Many people use LangChain or directly call APIs to get a Demo working, then think it’s ready for production. The distance between production and Demo is far greater than imagined.

This article documents core problems and solutions encountered when pushing several LLM applications to production. No model selection or prompt basics involved, just engineering-level pitfalls.

Context Management: Most Easily Overlooked Problem

LLM’s context window is limited, and more tokens mean slower inference and higher costs. Most Demos don’t handle this, but production must.

Several common strategies:

Sliding Window

Keep the most recent N conversation rounds, discard early history.

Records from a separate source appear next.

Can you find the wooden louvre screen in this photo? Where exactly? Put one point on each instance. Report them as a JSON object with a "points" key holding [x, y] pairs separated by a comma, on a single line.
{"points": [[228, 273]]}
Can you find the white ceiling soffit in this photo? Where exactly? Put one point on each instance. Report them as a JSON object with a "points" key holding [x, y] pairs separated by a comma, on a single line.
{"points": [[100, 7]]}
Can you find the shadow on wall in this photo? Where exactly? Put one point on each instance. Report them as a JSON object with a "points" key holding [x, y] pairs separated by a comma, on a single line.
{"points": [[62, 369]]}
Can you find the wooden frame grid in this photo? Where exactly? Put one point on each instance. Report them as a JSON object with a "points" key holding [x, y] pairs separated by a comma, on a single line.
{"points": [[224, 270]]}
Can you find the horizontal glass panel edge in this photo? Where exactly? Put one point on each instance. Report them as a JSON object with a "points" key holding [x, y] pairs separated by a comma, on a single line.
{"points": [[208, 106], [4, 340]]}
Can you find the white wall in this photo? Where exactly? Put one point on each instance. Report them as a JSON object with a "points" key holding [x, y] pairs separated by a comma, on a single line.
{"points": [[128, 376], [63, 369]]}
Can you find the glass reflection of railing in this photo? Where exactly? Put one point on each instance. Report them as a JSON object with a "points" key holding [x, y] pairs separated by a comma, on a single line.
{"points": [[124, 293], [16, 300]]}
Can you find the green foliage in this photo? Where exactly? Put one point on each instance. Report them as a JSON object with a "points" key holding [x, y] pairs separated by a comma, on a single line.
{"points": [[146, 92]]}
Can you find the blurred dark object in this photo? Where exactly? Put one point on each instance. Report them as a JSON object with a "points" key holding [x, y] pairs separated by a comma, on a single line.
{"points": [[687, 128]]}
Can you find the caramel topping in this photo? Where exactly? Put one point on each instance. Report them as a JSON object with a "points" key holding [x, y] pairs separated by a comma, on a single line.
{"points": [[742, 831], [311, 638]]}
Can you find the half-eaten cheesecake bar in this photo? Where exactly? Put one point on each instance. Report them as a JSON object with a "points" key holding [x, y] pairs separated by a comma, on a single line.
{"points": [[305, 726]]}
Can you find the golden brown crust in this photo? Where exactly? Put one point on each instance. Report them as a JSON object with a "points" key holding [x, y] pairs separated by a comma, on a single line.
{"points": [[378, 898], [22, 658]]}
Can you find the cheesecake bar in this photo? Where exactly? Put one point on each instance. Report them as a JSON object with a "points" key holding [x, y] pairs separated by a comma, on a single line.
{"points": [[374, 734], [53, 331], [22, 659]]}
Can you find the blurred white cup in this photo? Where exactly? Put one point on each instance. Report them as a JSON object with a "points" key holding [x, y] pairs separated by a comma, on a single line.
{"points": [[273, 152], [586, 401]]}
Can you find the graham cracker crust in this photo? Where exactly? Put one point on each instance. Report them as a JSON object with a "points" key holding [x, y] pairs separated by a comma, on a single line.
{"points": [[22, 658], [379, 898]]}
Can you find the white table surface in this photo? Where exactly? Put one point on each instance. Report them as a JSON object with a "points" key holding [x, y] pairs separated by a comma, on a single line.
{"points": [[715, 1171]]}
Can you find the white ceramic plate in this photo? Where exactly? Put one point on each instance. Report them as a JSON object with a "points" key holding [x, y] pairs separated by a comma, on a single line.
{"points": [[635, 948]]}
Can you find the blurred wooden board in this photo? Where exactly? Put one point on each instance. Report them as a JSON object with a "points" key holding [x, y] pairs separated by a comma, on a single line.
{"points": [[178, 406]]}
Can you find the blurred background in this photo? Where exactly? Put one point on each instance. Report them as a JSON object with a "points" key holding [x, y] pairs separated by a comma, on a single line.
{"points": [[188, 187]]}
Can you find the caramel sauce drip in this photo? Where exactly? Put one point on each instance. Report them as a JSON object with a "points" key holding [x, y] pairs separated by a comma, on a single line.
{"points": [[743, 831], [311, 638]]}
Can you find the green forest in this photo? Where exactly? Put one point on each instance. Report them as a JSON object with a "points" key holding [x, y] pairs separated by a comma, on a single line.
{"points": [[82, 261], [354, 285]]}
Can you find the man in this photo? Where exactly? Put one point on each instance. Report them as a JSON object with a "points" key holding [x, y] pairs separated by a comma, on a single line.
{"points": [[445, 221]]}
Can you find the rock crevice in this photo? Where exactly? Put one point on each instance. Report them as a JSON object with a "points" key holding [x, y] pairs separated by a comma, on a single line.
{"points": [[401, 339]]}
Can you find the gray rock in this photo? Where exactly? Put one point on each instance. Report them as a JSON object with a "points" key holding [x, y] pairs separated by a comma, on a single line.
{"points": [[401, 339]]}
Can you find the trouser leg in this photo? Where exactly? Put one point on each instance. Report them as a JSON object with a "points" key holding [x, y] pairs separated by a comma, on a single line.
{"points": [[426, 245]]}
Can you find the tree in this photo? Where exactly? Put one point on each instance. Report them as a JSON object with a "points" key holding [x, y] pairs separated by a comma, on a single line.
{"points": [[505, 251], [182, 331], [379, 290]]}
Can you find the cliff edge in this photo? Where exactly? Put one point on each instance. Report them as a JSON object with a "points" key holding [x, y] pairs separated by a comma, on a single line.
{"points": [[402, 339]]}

Simplest to implement, but causes model “memory loss”, suitable for scenarios with weak context dependency.

def trim_messages(messages: list, max_tokens: int = 4000) -> list:
    # Always keep system message
    system = [m for m in messages if m["role"] == "system"]
    rest = [m for m in messages if m["role"] != "system"]

    # Keep from newest going backwards
    kept = []
    total = count_tokens(system)
    for msg in reversed(rest):
        t = count_tokens([msg])
        if total + t > max_tokens:
            break
        kept.insert(0, msg)
        total += t

    return system + kept

Summary Compression

When conversation history exceeds threshold, use the model itself to compress early history into a summary, then continue conversation. Preserves key information but introduces additional API call costs.

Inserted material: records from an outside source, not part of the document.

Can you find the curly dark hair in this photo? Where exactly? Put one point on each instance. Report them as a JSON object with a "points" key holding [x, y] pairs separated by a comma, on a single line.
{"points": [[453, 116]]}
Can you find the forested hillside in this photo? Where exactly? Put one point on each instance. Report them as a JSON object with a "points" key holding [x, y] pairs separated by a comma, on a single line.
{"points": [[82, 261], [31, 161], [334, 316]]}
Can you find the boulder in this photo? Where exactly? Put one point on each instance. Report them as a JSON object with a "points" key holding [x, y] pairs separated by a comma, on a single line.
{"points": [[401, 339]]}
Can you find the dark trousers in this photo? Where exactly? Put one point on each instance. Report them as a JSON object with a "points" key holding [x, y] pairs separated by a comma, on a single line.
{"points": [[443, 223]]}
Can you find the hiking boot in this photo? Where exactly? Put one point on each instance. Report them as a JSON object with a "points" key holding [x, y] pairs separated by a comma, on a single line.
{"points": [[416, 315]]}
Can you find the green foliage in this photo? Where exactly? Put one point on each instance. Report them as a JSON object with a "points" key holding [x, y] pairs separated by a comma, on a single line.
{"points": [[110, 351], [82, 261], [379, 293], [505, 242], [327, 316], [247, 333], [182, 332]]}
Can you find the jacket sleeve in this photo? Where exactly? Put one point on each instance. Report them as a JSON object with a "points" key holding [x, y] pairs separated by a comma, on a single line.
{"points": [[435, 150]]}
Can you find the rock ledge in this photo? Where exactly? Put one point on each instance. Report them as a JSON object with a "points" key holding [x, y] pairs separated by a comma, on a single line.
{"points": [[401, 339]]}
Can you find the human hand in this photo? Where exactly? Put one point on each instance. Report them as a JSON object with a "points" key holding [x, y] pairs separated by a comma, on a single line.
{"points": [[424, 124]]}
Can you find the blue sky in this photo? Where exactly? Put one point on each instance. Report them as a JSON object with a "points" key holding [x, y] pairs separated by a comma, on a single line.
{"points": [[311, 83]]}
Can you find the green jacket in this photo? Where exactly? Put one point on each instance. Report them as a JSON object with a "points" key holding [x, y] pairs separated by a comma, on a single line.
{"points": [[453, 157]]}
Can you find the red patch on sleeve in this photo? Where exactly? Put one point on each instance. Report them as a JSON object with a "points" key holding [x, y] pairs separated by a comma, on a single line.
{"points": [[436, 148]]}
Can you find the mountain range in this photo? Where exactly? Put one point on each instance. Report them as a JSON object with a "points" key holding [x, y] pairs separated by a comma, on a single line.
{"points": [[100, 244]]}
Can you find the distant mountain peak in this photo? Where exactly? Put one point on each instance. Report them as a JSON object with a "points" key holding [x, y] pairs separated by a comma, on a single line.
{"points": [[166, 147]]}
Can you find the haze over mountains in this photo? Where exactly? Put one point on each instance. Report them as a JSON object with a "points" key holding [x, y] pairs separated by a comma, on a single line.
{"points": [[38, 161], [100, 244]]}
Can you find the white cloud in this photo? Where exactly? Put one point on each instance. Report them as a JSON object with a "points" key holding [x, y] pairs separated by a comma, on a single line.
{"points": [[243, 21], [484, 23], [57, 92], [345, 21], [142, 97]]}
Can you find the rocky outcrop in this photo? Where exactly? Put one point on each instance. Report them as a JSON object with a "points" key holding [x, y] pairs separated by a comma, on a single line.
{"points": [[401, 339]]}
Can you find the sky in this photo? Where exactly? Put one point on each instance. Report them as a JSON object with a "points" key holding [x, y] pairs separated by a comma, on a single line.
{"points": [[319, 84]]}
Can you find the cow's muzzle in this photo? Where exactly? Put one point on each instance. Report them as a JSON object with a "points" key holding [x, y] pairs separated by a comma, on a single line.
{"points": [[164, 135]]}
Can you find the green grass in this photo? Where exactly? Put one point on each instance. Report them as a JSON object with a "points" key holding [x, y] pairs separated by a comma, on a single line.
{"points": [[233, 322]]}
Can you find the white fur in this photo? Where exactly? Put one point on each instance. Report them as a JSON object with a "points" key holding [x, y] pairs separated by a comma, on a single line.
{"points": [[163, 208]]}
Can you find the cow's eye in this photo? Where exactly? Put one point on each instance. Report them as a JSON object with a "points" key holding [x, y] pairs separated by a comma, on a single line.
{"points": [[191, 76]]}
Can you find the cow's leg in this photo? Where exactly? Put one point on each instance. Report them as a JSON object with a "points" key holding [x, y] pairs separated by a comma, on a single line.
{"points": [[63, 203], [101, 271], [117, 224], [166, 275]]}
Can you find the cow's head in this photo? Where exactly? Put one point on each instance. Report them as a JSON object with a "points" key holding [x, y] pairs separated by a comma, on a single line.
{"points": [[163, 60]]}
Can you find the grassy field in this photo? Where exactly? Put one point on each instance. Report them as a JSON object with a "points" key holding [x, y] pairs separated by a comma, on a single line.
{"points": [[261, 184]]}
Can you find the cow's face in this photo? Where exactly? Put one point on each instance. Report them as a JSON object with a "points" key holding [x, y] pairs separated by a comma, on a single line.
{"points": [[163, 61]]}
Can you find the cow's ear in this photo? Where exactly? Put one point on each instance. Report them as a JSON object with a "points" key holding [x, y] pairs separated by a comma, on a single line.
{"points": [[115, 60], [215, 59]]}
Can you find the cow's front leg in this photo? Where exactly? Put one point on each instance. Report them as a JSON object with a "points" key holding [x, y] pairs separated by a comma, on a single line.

RAG Instead of Long Context

Vectorize knowledge base content, dynamically inject based on relevance during queries, instead of stuffing entire documents into context. This is currently the most mainstream approach.

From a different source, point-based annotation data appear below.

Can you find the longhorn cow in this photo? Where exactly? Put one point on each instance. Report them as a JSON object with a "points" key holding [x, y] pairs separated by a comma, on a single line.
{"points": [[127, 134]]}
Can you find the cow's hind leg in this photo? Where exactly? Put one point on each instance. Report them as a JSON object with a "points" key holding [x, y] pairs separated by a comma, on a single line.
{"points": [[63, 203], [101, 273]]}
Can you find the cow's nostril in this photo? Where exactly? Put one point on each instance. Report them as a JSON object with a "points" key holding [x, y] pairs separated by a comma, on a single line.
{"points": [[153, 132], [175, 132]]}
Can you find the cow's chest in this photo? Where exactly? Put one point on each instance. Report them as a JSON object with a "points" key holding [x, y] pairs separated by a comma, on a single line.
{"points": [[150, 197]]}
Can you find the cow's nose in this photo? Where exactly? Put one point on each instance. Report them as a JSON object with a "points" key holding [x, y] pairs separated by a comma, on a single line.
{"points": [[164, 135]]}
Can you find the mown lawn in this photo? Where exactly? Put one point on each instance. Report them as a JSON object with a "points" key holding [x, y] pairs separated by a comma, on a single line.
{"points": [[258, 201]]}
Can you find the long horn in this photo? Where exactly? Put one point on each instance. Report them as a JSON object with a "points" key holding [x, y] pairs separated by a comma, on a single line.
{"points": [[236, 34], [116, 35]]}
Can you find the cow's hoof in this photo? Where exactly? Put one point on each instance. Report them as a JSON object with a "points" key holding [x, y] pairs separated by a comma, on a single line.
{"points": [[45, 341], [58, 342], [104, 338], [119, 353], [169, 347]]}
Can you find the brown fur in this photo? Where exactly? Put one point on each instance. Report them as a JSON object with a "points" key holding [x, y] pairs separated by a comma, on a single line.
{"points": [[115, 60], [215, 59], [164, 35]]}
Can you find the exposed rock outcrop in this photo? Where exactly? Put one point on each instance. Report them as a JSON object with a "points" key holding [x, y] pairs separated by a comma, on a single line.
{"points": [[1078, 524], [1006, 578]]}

Error Handling: Don’t Trust API to Always Be Available

LLM API will timeout, hit rate limits, return empty results. Production code must handle these.

Must-handle error types:

ErrorCauseHandling
RateLimitErrorRequest frequency too highExponential backoff retry
TimeoutGeneration time too longSet timeout, return degraded response
InvalidRequestErrorContext too longTruncate and retry
Empty/Truncated responseModel output incompleteDetect and regenerate
import time
from openai import RateLimitError, APITimeoutError

def call_llm_with_retry(messages, max_retries=3):
    for attempt in range(max_retries):
        try:
            response = client.chat.completions.create(
                model="gpt-4o",
                messages=messages,
                timeout=30,
            )
            return response.choices[0].message.content
        except RateLimitError:
            wait = 2 ** attempt  # 1s, 2s, 4s
            time.sleep(wait)
        except APITimeoutError:
            if attempt == max_retries - 1:
                return "Service temporarily unavailable, please try again later."
    return None

Cost Control: Token Usage Must Be Visible

Without knowing how many tokens each request costs, you can’t optimize costs. Must log token usage before going live.

Simplest approach: Log usage for each call

def log_usage(response, endpoint: str):
    usage = response.usage
    logger.info(
        "llm_usage",
        extra={
            "endpoint": endpoint,
            "prompt_tokens": usage.prompt_tokens,
            "completion_tokens": usage.completion_tokens,
            "total_tokens": usage.total_tokens,
            "model": response.model,
        }
    )

With logs, you can analyze by endpoint, user, time period, find high-cost paths to optimize.

Common optimization points:

  • Keep system prompt as short as possible, remove redundant descriptions
  • Use smaller models for simple questions (like gpt-4o-mini), only use larger models for complex ones
  • Semantic caching for high-repeat requests (reuse previous answers for similar questions)

Observability: Must Be Able to Locate Issues When Problems Occur

LLM app bugs are usually not code errors, but “model responses don’t match expectations”. These are hard to reproduce, must log complete input/output.

Minimum observability requirements:

  1. Log complete request: messages list, model parameters, temperature
  2. Log complete response: raw output, finish_reason, token usage
  3. Associate trace_id: One user request may trigger multiple LLM calls, must be able to chain them
import uuid

def traced_llm_call(messages, **kwargs):
    trace_id = str(uuid.uuid4())

    logger.info("llm_request", extra={
        "trace_id": trace_id,
        "messages": messages,
        **kwargs
    })

    response = client.chat.completions.create(messages=messages, **kwargs)

    logger.info("llm_response", extra={
        "trace_id": trace_id,
        "content": response.choices[0].message.content,
        "finish_reason": response.choices[0].finish_reason,
        "usage": response.usage.model_dump(),
    })

    return response

Summary

Core differences from Demo to production:

  • Context management: Can’t pile up unlimited tokens, need truncation or compression strategy
  • Error handling: API instability is normal, retry and degradation are a must
  • Cost visibility: Can’t optimize without logging usage
  • Observability: Must be able to trace when problems occur, log completely

These aren’t showing off skills, they’re the most basic engineering requirements. LLMs themselves are powerful, but without proper handling at the application layer, it’s easy to fail in production.